In conclusion, controlled data suggest that typical and atypical antipsychotic drugs are most effective for the acute and maintenance treatment of patients with schizoaffective disorders and of schizophrenic patients with mood symptoms. Optimization of antipsychotic treatment is thus more likely to be effective than the routine use of adjunctive antidepressants or mood stabilizers. The one exception is that the use of antidepressants is well supported in schizophrenic and schizoaffective patients who present with a full depressive syndrome after stabilization of psychosis. There are few if any data to support the use of antidepressants or thymoleptics for subsyndromal depressive symptoms or for depression during acute schizophrenic or schizoaffective exacerbation.

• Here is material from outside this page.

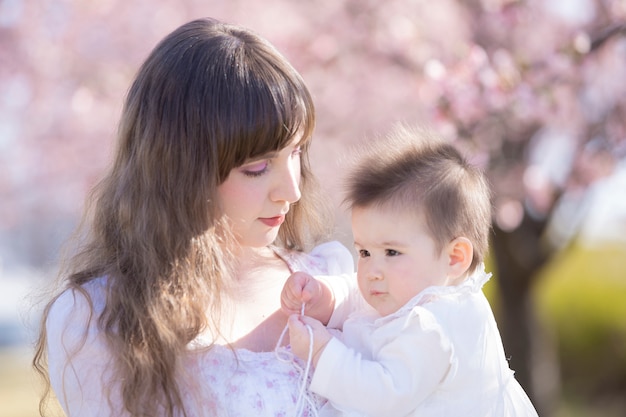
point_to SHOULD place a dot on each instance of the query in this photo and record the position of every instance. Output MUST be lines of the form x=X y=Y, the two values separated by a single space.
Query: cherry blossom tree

Why, then, are these agents so widely prescribed for schizophrenic and schizoaffective patients? The major factor is probably that suboptimal response to antipsychotic drugs remains common, while depressive and manic symptoms are common in patients whose long-term course otherwise suggests schizophrenia, so antidepressants and thymoleptics often offer the physician the only justifiable option for improving outcome. Also, thymoleptics and the newer antidepressants have favorable side effect profiles, so their risks usually seem minimal compared with the possible benefits of reducing distressing mood symptoms, and it may seem easier to add one of these drugs than to risk substituting another antipsychotic drug for one that has been at least partially effective. We suggest, however, that there is little controlled evidence supporting this practice (except for antidepressants for postpsychotic major depressive syndrome). Until more controlled studies are available, the most rational approach would be to make substantial efforts to optimize antipsychotic drug treatment (including trials of atypical antipsychotics) before adding antidepressants or thymoleptics. Trials of the latter agents might best be viewed as humanitarian “single-subject experiments,” so the adjunctive drug should be discontinued if there is no response, and an apparent response can best be evaluated by stopping and restarting the adjunctive agent one or more times while monitoring relevant target symptoms.